To begin with the bad:
I can't beat a drum for everyone to read CAPRICE. None of the characters aroused empathy in me. Not a single wrenching emotion is to be found in the pages. Plus, the plot seems thin. And yet . . . .
And yet there are those who consider Ronald Firbank a seminal contributor to the transition of novels from Victorian to modern mode. During the early 1920's he was considered one of the avant garde. All his novels except one he published himself, the price for preferring his own taste over the public's. Traces of his innovative approach can be found in the novels of Anges Wilson, Anthony Powell, Evelyn Waugh, and I. Compton-Burnett.
CAPRICE could be subtitled: The Rise and Fall of Sara Sinquier. In short, the consequences of a young woman pursuing a theatrical career. One of the back cover puffs--those laudatory clips intended to convince a prospective reader the book is worth opening--praises the work as unobscure, 'classical'. The praise alludes to the difficulties his style usually imposed on readers.

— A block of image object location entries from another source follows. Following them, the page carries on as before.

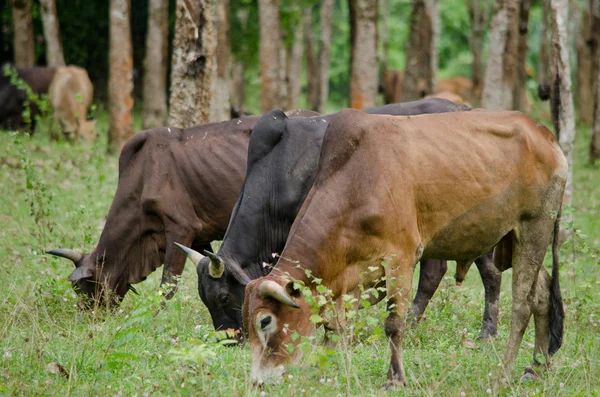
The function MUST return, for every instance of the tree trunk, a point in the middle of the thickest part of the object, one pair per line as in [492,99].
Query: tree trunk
[544,61]
[502,63]
[294,67]
[478,14]
[54,53]
[312,64]
[271,50]
[384,35]
[154,113]
[561,97]
[584,93]
[421,51]
[220,108]
[324,54]
[23,34]
[120,83]
[237,88]
[595,21]
[192,64]
[363,60]
[519,92]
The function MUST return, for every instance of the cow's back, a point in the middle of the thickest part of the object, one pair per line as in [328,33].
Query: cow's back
[451,174]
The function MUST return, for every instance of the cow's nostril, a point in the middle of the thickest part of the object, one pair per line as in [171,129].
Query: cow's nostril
[264,322]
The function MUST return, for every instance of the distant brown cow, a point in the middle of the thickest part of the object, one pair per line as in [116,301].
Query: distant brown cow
[71,94]
[458,85]
[401,189]
[13,99]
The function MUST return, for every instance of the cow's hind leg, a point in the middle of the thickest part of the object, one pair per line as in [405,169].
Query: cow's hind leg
[398,284]
[492,279]
[430,277]
[531,238]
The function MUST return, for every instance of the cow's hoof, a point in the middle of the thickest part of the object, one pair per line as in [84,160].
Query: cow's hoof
[393,385]
[529,374]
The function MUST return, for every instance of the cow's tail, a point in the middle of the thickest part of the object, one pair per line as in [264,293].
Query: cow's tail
[557,312]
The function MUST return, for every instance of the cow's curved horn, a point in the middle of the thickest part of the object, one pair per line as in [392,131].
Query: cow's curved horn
[216,267]
[66,253]
[195,256]
[272,289]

This novel displays characteristics of that seminal style: abrupt transitions, frothy dialogue riddled with innuendo, brief paragraphs, well-honed imagery. Firbank's rich vocabulary may require a desk dictionary be handy while reading him.
He himself was a colorful person: fond of flowers, a foppish dresser, shy, and an incessant traveler. Toward fiction he remained a devoted disciple, compiling in violet ink copious notes for each novel.
I am somewhat uneasy using the word 'novel' in reference to CAPRICE. A paperback no larger than a 5x8 index card and less than a hundred pages thick begs a generous application of the term. Length may not be the subtlest criteria of a novel but it is the most patent. The further away a work is from the commonly accepted poles of size the more strained the term's use. A fifty thousand-word fiction can hardly be called a short story and a thousand word one a novel. In my opinion CAPRICE barely qualifies as a novelette. For its size it may well be considered a gem but if one is to call it a novel why then a midget is a short giant.